Open trifle opened 2 years ago

trifle commented 2 years ago

Hi!

I recently saw that VK seems to be really bad at sanitizing some fields such as usernames. Loading a bunch of members with vk_api yielded an ugly JSONDecodeError: Invalid control character at: line 1 column 68248 (char 68247)

Inspecting this by hand, I found that the response contains this abomination:

In [32]: e[68200:68259]
Out[32]: ',"is_closed":false},{"id":27497241,"nickname":"\x01","domain":'

Of course, <0x01> is not a codepoint that you'd want in a nickname, ever!

Since the data is nonsensical, not printable and potentially dangerous, my suggestion would be to catch JSONDecodeErrors and try to sanitize the raw content before parsing it with json.loads.

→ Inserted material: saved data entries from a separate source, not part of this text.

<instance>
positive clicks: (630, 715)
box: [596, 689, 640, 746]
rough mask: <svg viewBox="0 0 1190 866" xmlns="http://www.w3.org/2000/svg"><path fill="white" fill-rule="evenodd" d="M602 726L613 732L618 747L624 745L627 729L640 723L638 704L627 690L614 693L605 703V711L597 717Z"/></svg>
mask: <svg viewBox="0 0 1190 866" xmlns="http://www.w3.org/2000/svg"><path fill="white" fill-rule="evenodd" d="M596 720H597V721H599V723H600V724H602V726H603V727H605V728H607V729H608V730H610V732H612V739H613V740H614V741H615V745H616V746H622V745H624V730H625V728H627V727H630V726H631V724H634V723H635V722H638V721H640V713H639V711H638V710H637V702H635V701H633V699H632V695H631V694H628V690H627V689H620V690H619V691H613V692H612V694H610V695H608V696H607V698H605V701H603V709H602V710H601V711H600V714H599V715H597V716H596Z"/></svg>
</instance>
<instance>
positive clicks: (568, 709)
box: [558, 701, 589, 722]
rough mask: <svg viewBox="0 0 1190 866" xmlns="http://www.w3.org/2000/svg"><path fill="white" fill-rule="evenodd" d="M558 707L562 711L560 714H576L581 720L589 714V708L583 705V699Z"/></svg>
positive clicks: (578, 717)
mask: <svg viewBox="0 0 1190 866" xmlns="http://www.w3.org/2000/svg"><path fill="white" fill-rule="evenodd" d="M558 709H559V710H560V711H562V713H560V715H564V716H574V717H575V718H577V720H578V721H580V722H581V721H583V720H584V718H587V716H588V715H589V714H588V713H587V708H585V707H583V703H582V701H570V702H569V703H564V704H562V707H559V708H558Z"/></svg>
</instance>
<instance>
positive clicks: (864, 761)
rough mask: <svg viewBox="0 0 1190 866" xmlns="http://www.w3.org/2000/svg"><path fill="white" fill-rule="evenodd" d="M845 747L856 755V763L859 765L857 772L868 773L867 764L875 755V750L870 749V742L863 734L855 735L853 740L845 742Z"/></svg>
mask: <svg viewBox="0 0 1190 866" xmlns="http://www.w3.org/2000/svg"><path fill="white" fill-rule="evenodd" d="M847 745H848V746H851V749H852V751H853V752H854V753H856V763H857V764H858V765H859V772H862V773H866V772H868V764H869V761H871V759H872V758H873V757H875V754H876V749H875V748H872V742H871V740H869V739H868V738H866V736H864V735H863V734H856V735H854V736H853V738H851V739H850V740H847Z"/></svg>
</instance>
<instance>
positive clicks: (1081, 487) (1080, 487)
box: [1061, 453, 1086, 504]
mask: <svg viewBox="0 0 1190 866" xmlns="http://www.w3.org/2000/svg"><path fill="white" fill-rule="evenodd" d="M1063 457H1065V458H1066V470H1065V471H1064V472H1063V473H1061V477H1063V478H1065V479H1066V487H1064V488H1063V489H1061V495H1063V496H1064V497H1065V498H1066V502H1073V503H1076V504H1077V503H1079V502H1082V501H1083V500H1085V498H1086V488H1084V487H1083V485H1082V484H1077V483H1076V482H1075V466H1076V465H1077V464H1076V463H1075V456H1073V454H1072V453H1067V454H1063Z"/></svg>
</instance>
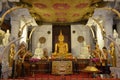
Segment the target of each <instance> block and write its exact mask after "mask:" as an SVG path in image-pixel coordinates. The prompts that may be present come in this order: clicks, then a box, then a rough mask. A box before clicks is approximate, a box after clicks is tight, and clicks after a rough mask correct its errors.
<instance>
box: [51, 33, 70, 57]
mask: <svg viewBox="0 0 120 80" xmlns="http://www.w3.org/2000/svg"><path fill="white" fill-rule="evenodd" d="M58 41H59V42H58V43H56V44H55V51H54V53H53V55H52V56H54V57H59V58H60V57H64V58H66V57H68V56H70V55H71V54H68V44H67V43H66V42H64V36H63V34H62V31H60V35H59V36H58Z"/></svg>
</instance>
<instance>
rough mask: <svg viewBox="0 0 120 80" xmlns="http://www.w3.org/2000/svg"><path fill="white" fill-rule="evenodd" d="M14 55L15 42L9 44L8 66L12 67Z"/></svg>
mask: <svg viewBox="0 0 120 80" xmlns="http://www.w3.org/2000/svg"><path fill="white" fill-rule="evenodd" d="M14 55H15V44H11V46H10V54H9V66H10V67H12V64H13V59H14Z"/></svg>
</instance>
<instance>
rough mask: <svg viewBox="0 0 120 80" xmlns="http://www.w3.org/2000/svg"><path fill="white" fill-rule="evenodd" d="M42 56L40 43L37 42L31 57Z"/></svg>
mask: <svg viewBox="0 0 120 80" xmlns="http://www.w3.org/2000/svg"><path fill="white" fill-rule="evenodd" d="M43 57H44V51H43V48H41V47H40V44H39V43H38V44H37V48H36V49H35V53H34V55H33V57H32V58H36V59H42V58H43Z"/></svg>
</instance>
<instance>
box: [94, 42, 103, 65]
mask: <svg viewBox="0 0 120 80" xmlns="http://www.w3.org/2000/svg"><path fill="white" fill-rule="evenodd" d="M93 53H94V56H95V58H98V59H100V63H102V59H103V55H102V51H101V50H100V48H99V45H98V43H96V46H95V50H94V51H93Z"/></svg>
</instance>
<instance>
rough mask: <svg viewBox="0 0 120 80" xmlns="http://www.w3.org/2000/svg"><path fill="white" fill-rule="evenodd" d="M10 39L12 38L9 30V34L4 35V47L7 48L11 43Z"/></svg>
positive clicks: (6, 33)
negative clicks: (9, 40) (9, 38)
mask: <svg viewBox="0 0 120 80" xmlns="http://www.w3.org/2000/svg"><path fill="white" fill-rule="evenodd" d="M9 37H10V32H9V30H7V32H6V33H5V35H4V38H3V45H4V46H6V45H7V44H8V43H9Z"/></svg>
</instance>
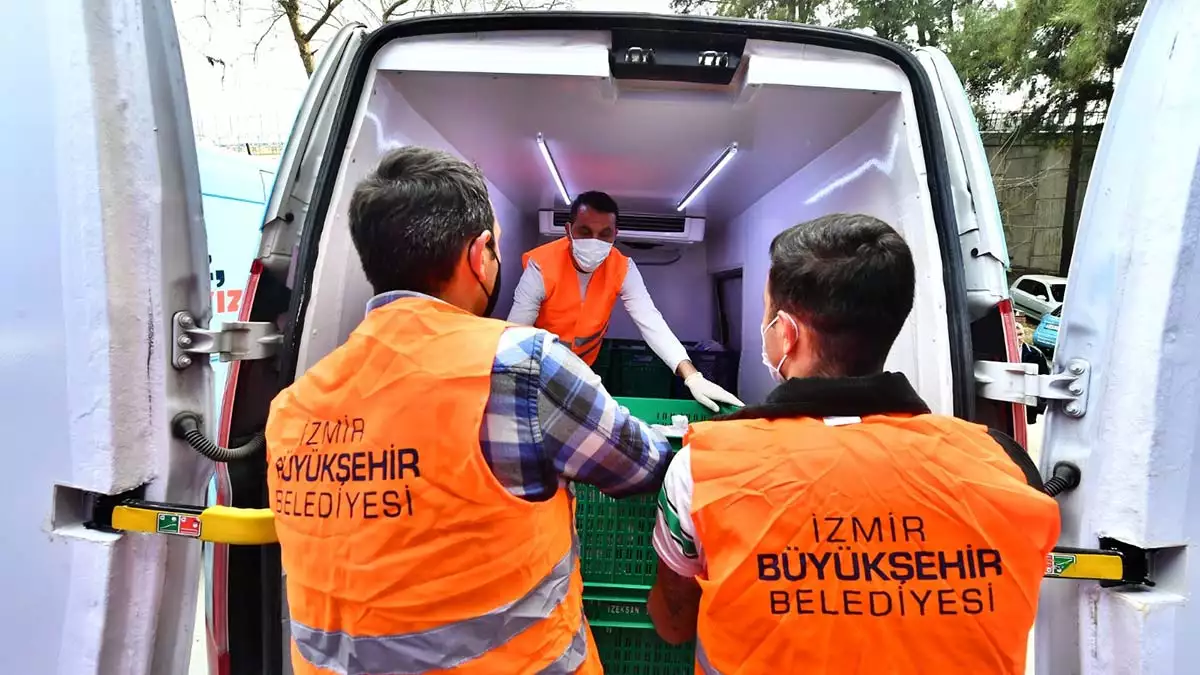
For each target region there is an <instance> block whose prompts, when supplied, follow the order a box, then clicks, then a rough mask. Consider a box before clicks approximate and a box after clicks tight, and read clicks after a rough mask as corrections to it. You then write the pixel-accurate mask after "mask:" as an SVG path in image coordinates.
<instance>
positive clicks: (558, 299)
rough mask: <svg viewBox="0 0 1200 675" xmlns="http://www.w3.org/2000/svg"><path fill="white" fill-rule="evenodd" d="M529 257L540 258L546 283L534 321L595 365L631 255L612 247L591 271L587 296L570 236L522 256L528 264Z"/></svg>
mask: <svg viewBox="0 0 1200 675" xmlns="http://www.w3.org/2000/svg"><path fill="white" fill-rule="evenodd" d="M529 261H534V262H535V263H538V269H540V270H541V280H542V283H545V286H546V299H545V300H544V301H542V303H541V311H540V312H538V321H535V322H534V323H533V324H534V325H535V327H538V328H541V329H544V330H548V331H551V333H553V334H554V335H558V339H559V340H562V342H563V344H564V345H569V346H570V347H571V351H574V352H575V353H576V354H577V356H578V357H580V358H581V359H583V363H586V364H588V365H592V364H594V363H595V360H596V357H598V356H600V345H601V342H602V341H604V335H605V333H607V331H608V318H610V317H611V316H612V307H613V306H616V305H617V297H618V295H620V287H622V286H623V285H624V283H625V274H628V273H629V258H628V257H626V256H625V255H624V253H622V252H620V251H618V250H617V249H613V250H612V252H610V253H608V257H607V258H606V259H605V262H602V263H600V267H598V268H596V269H595V271H593V273H592V279H590V280H589V281H588V291H587V294H586V297H583V298H580V276H578V270H577V269H576V268H575V263H574V262H572V259H571V240H570V239H568V238H566V237H563V238H562V239H558V240H557V241H551V243H550V244H542V245H541V246H538V247H536V249H534V250H533V251H529V252H527V253H526V255H524V256H522V257H521V264H522V265H523V267H529Z"/></svg>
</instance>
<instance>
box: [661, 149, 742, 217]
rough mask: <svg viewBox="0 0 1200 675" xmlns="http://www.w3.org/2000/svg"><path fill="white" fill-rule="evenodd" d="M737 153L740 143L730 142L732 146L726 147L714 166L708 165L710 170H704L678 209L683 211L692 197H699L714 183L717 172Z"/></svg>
mask: <svg viewBox="0 0 1200 675" xmlns="http://www.w3.org/2000/svg"><path fill="white" fill-rule="evenodd" d="M737 154H738V144H737V143H730V147H728V148H726V149H725V151H724V153H721V156H720V157H718V160H716V161H715V162H713V166H710V167H708V171H706V172H704V175H703V177H701V179H700V180H698V181H696V185H692V186H691V190H689V191H688V195H686V196H685V197H684V198H683V199H680V201H679V203H678V204H677V205H676V210H677V211H682V210H684V209H686V208H688V204H690V203H691V201H692V199H695V198H696V197H698V196H700V193H701V192H702V191H703V190H704V189H706V187H708V184H709V183H712V181H713V179H714V178H716V174H719V173H721V169H724V168H725V165H727V163H730V160H732V159H733V155H737Z"/></svg>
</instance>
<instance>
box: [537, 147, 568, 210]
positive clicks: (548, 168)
mask: <svg viewBox="0 0 1200 675" xmlns="http://www.w3.org/2000/svg"><path fill="white" fill-rule="evenodd" d="M538 149H539V150H541V159H542V160H545V161H546V168H547V169H550V175H551V177H552V178H553V179H554V185H556V186H557V187H558V193H559V195H562V196H563V203H564V204H570V203H571V196H570V195H569V193H568V192H566V185H565V184H564V183H563V177H562V175H559V174H558V167H557V166H554V157H552V156H550V148H548V147H547V145H546V137H545V136H542V135H541V133H538Z"/></svg>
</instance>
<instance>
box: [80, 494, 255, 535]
mask: <svg viewBox="0 0 1200 675" xmlns="http://www.w3.org/2000/svg"><path fill="white" fill-rule="evenodd" d="M84 526H85V527H88V528H89V530H98V531H102V532H140V533H143V534H169V536H174V537H188V538H192V539H200V540H202V542H214V543H217V544H239V545H260V544H274V543H277V542H278V537H277V536H276V533H275V513H274V512H271V509H269V508H234V507H227V506H210V507H199V506H192V504H167V503H161V502H150V501H145V500H143V498H138V497H134V496H128V495H95V496H94V503H92V513H91V518H90V519H89V520H88V521H85V522H84Z"/></svg>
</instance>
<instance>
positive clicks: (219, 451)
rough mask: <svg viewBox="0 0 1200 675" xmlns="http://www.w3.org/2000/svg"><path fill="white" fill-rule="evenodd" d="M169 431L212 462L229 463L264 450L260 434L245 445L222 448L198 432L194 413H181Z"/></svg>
mask: <svg viewBox="0 0 1200 675" xmlns="http://www.w3.org/2000/svg"><path fill="white" fill-rule="evenodd" d="M170 430H172V432H173V434H174V435H175V437H176V438H180V440H182V441H187V444H188V446H191V447H192V449H193V450H196V452H198V453H200V454H202V455H204V456H206V458H209V459H210V460H212V461H220V462H230V461H234V460H239V459H246V458H251V456H254V455H256V454H258V453H260V452H263V450H264V449H265V448H266V438H264V437H263V435H262V434H258V435H256V436H254V437H253V438H251V440H250V441H248V442H247V443H246V444H244V446H238V447H236V448H222V447H221V446H218V444H216V443H214V442H212V441H210V440H208V438H206V437H205V436H204V431H200V416H198V414H196V413H194V412H181V413H179V414H176V416H175V419H173V420H172V423H170Z"/></svg>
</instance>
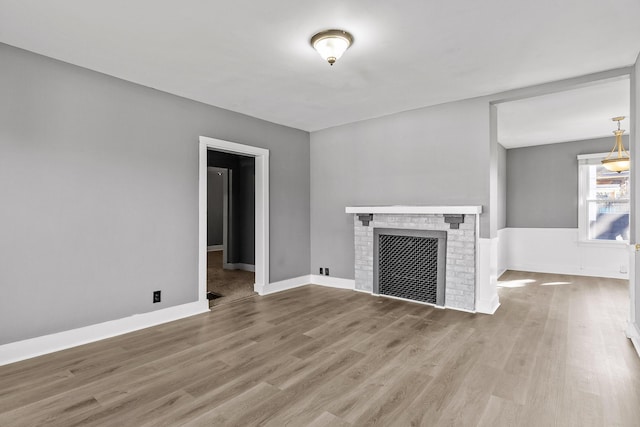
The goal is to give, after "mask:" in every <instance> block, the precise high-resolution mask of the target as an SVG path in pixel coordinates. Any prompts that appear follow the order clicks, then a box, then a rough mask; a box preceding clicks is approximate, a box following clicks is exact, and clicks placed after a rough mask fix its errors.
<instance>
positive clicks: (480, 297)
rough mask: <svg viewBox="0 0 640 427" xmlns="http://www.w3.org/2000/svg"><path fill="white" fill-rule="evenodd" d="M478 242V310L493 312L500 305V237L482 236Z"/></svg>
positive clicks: (489, 313) (494, 311) (477, 278)
mask: <svg viewBox="0 0 640 427" xmlns="http://www.w3.org/2000/svg"><path fill="white" fill-rule="evenodd" d="M477 242H478V253H477V255H476V257H477V262H478V269H477V275H476V312H478V313H484V314H493V313H495V312H496V310H497V309H498V307H500V299H499V298H498V289H497V281H498V274H497V273H498V270H497V265H498V238H497V237H496V238H493V239H483V238H480V239H478V240H477Z"/></svg>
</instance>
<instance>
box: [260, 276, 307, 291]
mask: <svg viewBox="0 0 640 427" xmlns="http://www.w3.org/2000/svg"><path fill="white" fill-rule="evenodd" d="M309 284H311V276H309V275H306V276H299V277H294V278H292V279H286V280H281V281H279V282H272V283H268V284H267V285H265V286H264V287H262V288H261V289H260V287H259V286H257V285H254V287H253V289H254V291H256V292H257V293H258V295H269V294H273V293H276V292H282V291H286V290H288V289H293V288H298V287H300V286H304V285H309Z"/></svg>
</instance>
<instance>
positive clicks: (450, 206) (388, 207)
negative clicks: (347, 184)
mask: <svg viewBox="0 0 640 427" xmlns="http://www.w3.org/2000/svg"><path fill="white" fill-rule="evenodd" d="M345 212H346V213H352V214H376V213H377V214H409V215H411V214H412V215H415V214H427V215H428V214H432V215H433V214H474V215H478V214H481V213H482V206H470V205H466V206H416V205H414V206H407V205H393V206H347V207H346V208H345Z"/></svg>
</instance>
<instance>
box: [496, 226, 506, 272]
mask: <svg viewBox="0 0 640 427" xmlns="http://www.w3.org/2000/svg"><path fill="white" fill-rule="evenodd" d="M507 230H509V229H508V228H503V229H502V230H498V277H500V276H502V273H504V272H505V271H507V270H508V269H509V262H508V258H507V257H508V255H509V244H508V242H509V240H508V238H509V235H508V234H509V232H508V231H507Z"/></svg>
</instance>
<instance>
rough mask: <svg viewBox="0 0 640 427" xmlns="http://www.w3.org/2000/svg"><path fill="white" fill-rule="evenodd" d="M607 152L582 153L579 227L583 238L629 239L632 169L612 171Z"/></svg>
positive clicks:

There are many options for replacing the problematic characters, but regex should be reasonably fast. As a bonus, it allows us to catch control characters as a category (\p{C}) rather than listing them by hand.

python273 commented 2 years ago

might be better to use strict=False instead of regexp?

https://docs.python.org/3/library/json.html#json.JSONDecoder

trifle commented 2 years ago

Hi @python273, thanks for taking the time to look into it!

I've actually thought about using that flag: As far as I read it, this simply allows the json decoder to pass on this invalid data. But I don't think it's best to use that here, because the resulting data would almost certainly cause problems for people. I mean, is there any valid use case where you would want a null byte or similar in a VK field to process further?

I also feel that delimiters are another special case. As far as I see it, having "\r" or "\n" in json data (unescaped!) means that almost certainly something on the sending end is broken. Because all tooling that works with newlines will be broken, and you essentially can't rely on any of the data to remain sensible (i.e. where do you stop parsing? Just kill everything before the newline?).

A final consideration is the maintainability. From that perspective I could see why using the json decoder flag is more attractive.

What do you think?

python273 commented 2 years ago

I reported the bug to VK, hopefully they just fix their JSON encoder to escape control chars ('\x01' as '\\u0001')

Not sure about regexp, since it alters the content of the response, so let's see what VK replies

trifle commented 2 years ago

Thanks, that's a great idea. I've encountered way too many double- or under-encoded data, one less is certainly a good idea. I'll keep using my fork in the meantime, so feel free to close this PR. BTW, there still is a typo, the import is named re not rx, I'll change that.